Jan 27 03:21:32 <Dark_Shikari> IF the mv is hpel, get_ref sets the stride to the frame stride, and returns a pointer to the hpel data

Jan 27 03:21:43 <Dark_Shikari> if the MV is qpel, get_ref will do the interpolation and return the pointer to the buffer you gave it

Jan 27 03:22:07 <Dark_Shikari> of course, you can also not reinvent the wheel and reuse the qpel refine function that already exists

Jan 27 03:22:22 <Dark_Shikari> just set yourself up an x264_me_t with the needed stuff and call it for each MB

Jan 27 03:22:27 <Dark_Shikari> or even better....

Jan 27 03:22:43 <Dark_Shikari> do qpel refine on a per MB later *during real encoding*

Jan 27 03:22:43 <Dark_Shikari> so have your pyramid search just do fullpel for example

Jan 27 03:22:46 <Dark_Shikari> (for the final step that is)

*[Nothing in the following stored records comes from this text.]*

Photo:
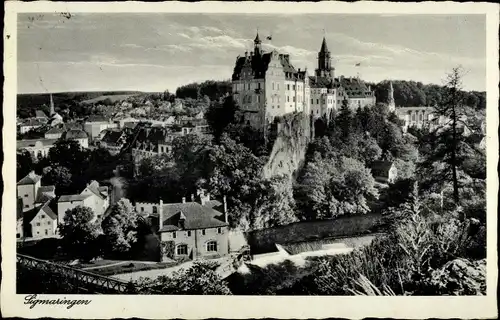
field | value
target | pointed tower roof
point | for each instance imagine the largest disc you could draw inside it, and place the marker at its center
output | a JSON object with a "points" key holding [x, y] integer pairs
{"points": [[324, 47], [52, 109]]}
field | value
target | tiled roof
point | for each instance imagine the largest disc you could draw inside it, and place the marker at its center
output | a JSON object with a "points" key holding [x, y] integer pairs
{"points": [[196, 217], [73, 197], [32, 122], [57, 129], [31, 143], [48, 210], [96, 118], [40, 114], [97, 190], [75, 134], [381, 168], [30, 178]]}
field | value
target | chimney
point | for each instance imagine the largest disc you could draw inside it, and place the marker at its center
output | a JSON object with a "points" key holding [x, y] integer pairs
{"points": [[160, 215], [224, 204]]}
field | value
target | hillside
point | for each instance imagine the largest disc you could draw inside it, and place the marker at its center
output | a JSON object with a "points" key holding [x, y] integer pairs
{"points": [[27, 103]]}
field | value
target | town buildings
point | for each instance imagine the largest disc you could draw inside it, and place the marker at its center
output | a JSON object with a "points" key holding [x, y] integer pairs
{"points": [[267, 85], [35, 214], [94, 196]]}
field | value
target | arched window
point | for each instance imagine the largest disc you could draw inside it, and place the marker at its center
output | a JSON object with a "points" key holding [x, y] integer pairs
{"points": [[181, 249], [211, 246]]}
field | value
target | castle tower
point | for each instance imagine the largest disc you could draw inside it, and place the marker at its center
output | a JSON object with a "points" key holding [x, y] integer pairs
{"points": [[325, 62], [257, 45], [52, 109], [390, 98]]}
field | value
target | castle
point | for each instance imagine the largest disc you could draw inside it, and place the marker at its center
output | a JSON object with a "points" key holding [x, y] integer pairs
{"points": [[267, 85]]}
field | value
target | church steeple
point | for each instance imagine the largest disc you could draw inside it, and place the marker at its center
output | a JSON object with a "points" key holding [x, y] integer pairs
{"points": [[325, 68], [257, 43], [52, 109]]}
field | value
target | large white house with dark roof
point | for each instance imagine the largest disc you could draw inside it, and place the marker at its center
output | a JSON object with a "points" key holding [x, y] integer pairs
{"points": [[266, 85], [195, 229]]}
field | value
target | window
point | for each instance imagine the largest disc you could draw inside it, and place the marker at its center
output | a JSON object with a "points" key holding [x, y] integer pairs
{"points": [[211, 246], [182, 249]]}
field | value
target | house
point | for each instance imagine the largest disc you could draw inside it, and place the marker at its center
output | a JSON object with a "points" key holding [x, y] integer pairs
{"points": [[30, 124], [192, 230], [94, 124], [43, 223], [79, 135], [113, 141], [93, 196], [55, 132], [384, 171], [36, 147], [32, 193]]}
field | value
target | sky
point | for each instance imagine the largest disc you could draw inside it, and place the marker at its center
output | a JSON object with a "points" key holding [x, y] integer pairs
{"points": [[159, 51]]}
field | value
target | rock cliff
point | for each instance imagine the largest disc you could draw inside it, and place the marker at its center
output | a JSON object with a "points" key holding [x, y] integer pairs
{"points": [[289, 149]]}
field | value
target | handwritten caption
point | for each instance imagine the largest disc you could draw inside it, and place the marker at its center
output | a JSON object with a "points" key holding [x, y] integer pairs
{"points": [[33, 301]]}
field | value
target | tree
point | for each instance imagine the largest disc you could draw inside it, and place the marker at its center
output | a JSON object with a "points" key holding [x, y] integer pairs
{"points": [[69, 154], [200, 279], [452, 108], [220, 115], [79, 233], [120, 227], [58, 176]]}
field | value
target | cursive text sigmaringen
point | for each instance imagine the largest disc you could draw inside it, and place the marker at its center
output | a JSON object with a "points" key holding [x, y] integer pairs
{"points": [[32, 300]]}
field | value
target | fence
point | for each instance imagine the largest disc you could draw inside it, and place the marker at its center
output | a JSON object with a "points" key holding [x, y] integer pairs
{"points": [[84, 280]]}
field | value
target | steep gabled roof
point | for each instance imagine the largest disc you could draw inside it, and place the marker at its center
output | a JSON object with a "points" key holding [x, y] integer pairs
{"points": [[196, 217], [74, 197], [381, 168]]}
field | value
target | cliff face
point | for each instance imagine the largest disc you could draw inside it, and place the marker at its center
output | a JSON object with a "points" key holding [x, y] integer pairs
{"points": [[289, 148]]}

Jan 27 03:22:58 <Dark_Shikari> and then in real encoding, instead of forcing your mvs, force your mvs *but still do qpel refinement on those mvs*

Jan 27 03:23:11 <cancan101> huh?

Jan 27 03:23:15 <Dark_Shikari> whichever fits what you want to do better

Jan 27 03:23:19 <cancan101> what do u mean real encoding

Jan 27 03:23:24 <Dark_Shikari> in the encoding loop

Jan 27 03:23:27 <Dark_Shikari> that comes after your pyramid search

Jan 27 03:26:13 <cancan101> for SAD: h->pixf.fpelcmp[i_pixel](cur, 16, ref, stride )?

Jan 27 03:27:34 <Dark_Shikari> yes

Jan 27 03:27:47 <Dark_Shikari> for you the stride of cur may not be 16

Jan 27 03:27:51 <cancan101> right

Jan 27 03:27:55 <Dark_Shikari> remember, its src1, stride1, src2, stride2

Jan 27 03:27:55 <Dark_Shikari> yeah

Jan 27 03:28:01 <Dark_Shikari> i_pixel is the size of your comparison

Jan 27 03:28:05 <Dark_Shikari> PIXEL_16x16 for 16x16

Jan 27 03:29:12 <cancan101> and src

Jan 27 03:29:20 <cancan101> is to the first pixel in the bock?

Jan 27 03:30:29 <Dark_Shikari> yes

Jan 27 03:30:35 <Dark_Shikari> as is ref (for the comparison block)

Subpartions

What is this doing (in analyse.c :: x264_macroblock_analyse): analysis.l0.i_cost8x8 < analysis.l0.me16x16.cost ?

- if p8x8 score is better than 16x16 score, do sub-8x8 analysis. For ME of 8x8, you just take the MVs from 16x16 and use them as starting points for 8x8.
- We don't care about this, because we're not doing sub-8x8 analysis.